A lot of study marked the path to Catholicism for former Calvinists Tom and Jessica Brown

‘Comes down to authority’
Tom and Dan eventually did start talking about faith — every day, over lunch — and exchanging e-mails throughout the day. Tom soon realized that the debate between Catholicism and Protestantism boiled down to the issue of authority.

“At some point fairly early on, I said to him, ‘Dan, if this really all comes down to authority, and if you’re right on authority — the magisterium versus my Westminster Confession or the Bible alone — if you’re right on authority, then all these other debates don’t matter, because if you’re right on authority then you’re going to be right on the assumption of Mary or anything like that.”

Through their conversations, Tom began to see problems with the Protestant doctrine of “sola scriptura.”

“The Protestant has to say, ‘Well, we have this one ultimate doctrine that says any truth claim about the Christian faith has to come from Scripture,’ but that’s a truth claim that’s not in Scripture. And once I hit that brick wall, it was a game-changer for me.”

‘It was pretty devastating’
As Tom began to be swayed toward Catholicism by his study of issues like apostolic succession and the canon of Scripture, Jessica got worried.

“When Tom started coming home with questions about Catholicism, it was pretty devastating to me that he would be that easily swayed,” she said. “Like most Protestants, I had the attitude that I could out-argue a Catholic in about two minutes — that’s all it took. Just open a Bible, and it would be that easy. But I very soon learned it was not that easy, and it was very challenging to me.”

Their Presbyterian pastors had no satisfactory answers for the questions Tom was asking, so Jessica started doing her own research, hoping to find arguments to keep Tom Protestant.

“I had no intention of following him” toward Catholicism, she said, or of letting their young children be influenced by Catholicism. The growing theological rift was starting to strain their marriage.

Emotional hurdles
As Jessica studied, though, “I pretty much had to come to all the same conclusions that Tom did,” she said.

But conversion isn’t solely an intellectual exercise.

“I had such a negative view of Catholics because most Catholics I knew really didn’t have a clue what they believed,” Jessica said. She was afraid of leaving a warm, vibrant, faithful Protestant church for a Catholic parish where, she assumed, no one would care about or even know each other.

Besides, both Tom and Jessica dreaded how their families might react.

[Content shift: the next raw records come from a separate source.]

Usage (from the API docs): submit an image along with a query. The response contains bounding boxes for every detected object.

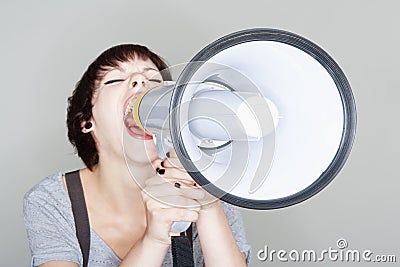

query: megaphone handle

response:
[171,222,191,233]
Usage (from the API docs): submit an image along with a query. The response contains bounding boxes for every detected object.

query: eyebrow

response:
[102,66,160,77]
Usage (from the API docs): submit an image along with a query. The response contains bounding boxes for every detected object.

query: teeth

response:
[124,98,134,116]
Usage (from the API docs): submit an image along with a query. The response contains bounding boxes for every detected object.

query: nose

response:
[131,73,147,89]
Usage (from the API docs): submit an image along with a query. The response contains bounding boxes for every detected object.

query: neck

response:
[84,155,155,204]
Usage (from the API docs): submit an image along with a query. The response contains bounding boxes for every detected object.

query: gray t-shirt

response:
[24,172,250,267]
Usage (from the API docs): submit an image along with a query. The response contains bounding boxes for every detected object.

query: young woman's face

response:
[92,57,162,163]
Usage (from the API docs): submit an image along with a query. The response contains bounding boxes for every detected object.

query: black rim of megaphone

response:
[170,28,356,210]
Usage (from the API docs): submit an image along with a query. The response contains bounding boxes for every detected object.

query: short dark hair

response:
[67,44,171,170]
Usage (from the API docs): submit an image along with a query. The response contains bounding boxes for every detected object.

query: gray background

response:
[0,0,400,266]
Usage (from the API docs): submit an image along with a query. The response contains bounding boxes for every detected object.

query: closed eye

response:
[104,79,124,85]
[149,79,162,83]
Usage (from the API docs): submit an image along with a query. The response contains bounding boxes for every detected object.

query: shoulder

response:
[23,172,82,266]
[23,172,73,230]
[24,172,67,208]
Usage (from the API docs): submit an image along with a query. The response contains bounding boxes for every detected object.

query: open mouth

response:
[124,94,153,140]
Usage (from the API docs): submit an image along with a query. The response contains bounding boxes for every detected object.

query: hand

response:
[142,160,204,245]
[154,150,219,210]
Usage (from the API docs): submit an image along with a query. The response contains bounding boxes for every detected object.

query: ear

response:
[81,121,94,133]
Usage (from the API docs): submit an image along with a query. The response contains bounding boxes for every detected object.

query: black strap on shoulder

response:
[65,170,90,267]
[171,225,194,267]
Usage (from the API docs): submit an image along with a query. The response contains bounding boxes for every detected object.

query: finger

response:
[143,182,206,203]
[167,149,178,158]
[146,195,201,211]
[149,208,199,225]
[161,158,185,170]
[151,158,163,170]
[158,168,194,182]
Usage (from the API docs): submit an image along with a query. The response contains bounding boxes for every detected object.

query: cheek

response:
[123,135,158,163]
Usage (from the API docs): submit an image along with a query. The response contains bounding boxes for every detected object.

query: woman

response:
[24,45,250,267]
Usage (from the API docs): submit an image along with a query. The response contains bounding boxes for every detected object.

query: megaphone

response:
[122,28,356,232]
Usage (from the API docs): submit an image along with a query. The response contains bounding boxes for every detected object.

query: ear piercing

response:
[85,121,93,130]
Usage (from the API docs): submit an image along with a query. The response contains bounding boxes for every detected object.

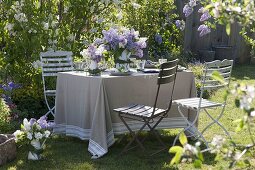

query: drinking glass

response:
[158,58,167,64]
[136,60,145,70]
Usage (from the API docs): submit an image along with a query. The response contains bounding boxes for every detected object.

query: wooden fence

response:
[175,0,251,63]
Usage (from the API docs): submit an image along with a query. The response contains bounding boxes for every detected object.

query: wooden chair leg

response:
[119,114,146,155]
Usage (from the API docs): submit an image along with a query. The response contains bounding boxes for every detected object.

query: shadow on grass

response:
[0,134,180,170]
[231,64,255,81]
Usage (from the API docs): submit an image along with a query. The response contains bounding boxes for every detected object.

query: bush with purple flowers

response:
[81,27,147,67]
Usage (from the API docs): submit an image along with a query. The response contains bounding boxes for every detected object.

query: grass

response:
[0,65,255,170]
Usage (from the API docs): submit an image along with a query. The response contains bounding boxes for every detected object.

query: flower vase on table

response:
[88,60,101,76]
[115,50,131,72]
[81,27,147,73]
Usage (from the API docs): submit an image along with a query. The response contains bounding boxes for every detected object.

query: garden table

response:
[54,71,196,158]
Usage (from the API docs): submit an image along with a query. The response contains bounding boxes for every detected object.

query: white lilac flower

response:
[23,118,31,131]
[31,140,41,150]
[183,144,198,155]
[44,130,50,138]
[210,135,225,153]
[34,132,43,140]
[27,132,33,140]
[247,86,255,98]
[13,130,23,142]
[200,11,211,22]
[35,132,43,140]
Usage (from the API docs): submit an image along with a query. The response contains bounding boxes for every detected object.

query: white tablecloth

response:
[54,71,196,158]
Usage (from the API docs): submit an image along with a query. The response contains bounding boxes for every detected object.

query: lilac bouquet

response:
[81,27,147,71]
[14,116,53,160]
[99,27,147,59]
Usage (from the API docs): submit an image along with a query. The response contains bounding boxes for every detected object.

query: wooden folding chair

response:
[173,60,233,147]
[40,51,73,116]
[114,59,178,154]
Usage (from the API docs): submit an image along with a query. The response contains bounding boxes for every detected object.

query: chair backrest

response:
[40,51,74,91]
[152,59,179,115]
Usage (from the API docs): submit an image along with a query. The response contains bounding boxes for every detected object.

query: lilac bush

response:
[13,116,53,160]
[81,27,147,62]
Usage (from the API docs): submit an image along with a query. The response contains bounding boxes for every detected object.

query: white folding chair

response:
[40,51,73,116]
[173,60,233,147]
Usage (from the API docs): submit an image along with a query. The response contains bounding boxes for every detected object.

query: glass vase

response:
[27,151,42,161]
[115,50,131,72]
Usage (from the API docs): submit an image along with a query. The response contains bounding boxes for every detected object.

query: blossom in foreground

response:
[197,24,211,37]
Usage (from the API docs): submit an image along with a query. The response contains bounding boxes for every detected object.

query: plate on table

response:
[110,71,134,76]
[142,68,159,73]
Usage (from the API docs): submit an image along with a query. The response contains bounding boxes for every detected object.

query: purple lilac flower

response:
[119,35,128,48]
[0,81,21,91]
[189,0,197,8]
[197,24,211,37]
[183,4,193,17]
[200,11,211,22]
[37,116,48,129]
[135,38,147,49]
[135,49,143,58]
[94,38,103,45]
[175,20,185,31]
[155,34,162,45]
[197,7,204,14]
[29,118,36,125]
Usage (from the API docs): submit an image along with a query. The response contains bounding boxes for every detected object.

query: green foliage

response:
[0,98,10,133]
[117,0,183,60]
[188,64,212,99]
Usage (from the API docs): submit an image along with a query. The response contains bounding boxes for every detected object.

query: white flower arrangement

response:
[14,116,52,160]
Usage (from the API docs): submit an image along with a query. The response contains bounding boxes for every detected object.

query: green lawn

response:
[0,65,255,170]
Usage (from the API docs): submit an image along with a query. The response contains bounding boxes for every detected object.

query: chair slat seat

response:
[40,51,74,116]
[45,90,56,96]
[113,104,166,118]
[173,97,222,109]
[113,59,178,153]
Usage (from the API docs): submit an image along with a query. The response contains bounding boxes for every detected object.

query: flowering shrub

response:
[14,116,51,160]
[0,81,21,105]
[116,0,183,60]
[81,27,147,66]
[169,77,255,168]
[0,98,10,133]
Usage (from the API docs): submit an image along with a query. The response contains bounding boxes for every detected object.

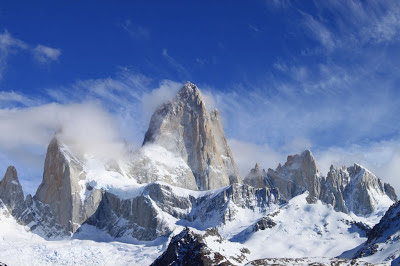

“My reasons for wanting to stay Protestant were largely emotional,” Jessica said. “It’s what my family was, what my parents are, and it’s not a nice thing to want to say to them, ‘What you gave to me is not what I want to have anymore.’”

‘Such a wonderful thing’
Nevertheless, both Tom and Jessica decided to join RCIA at Our Lady Star of the Sea Parish when they moved to Bremerton from Maryland last summer. To their delight, they found a warm and welcoming community of new friends there.

“Star of the Sea is such an alive parish,” Jessica said. The idea of ever becoming Catholic “started out as such a negative thing … but it became such a wonderful thing,” she added.

For the past year, Tom has been writing on a Website, Called to Communion, with 10 other Calvinist converts to Catholicism. The site has already played a part in several other people’s conversion to Catholicism, Tom said.

When Tom and Jessica are confirmed at the Easter Vigil, Tom’s old Navy buddy Dan will be on hand as his sponsor. And Tom can rest assured that their debates didn’t shake Dan’s Catholic faith — he’s now known as Brother Daniel Vitz of the Institute of the Incarnate Word.

To their delight, they found a warm and welcoming community of new friends.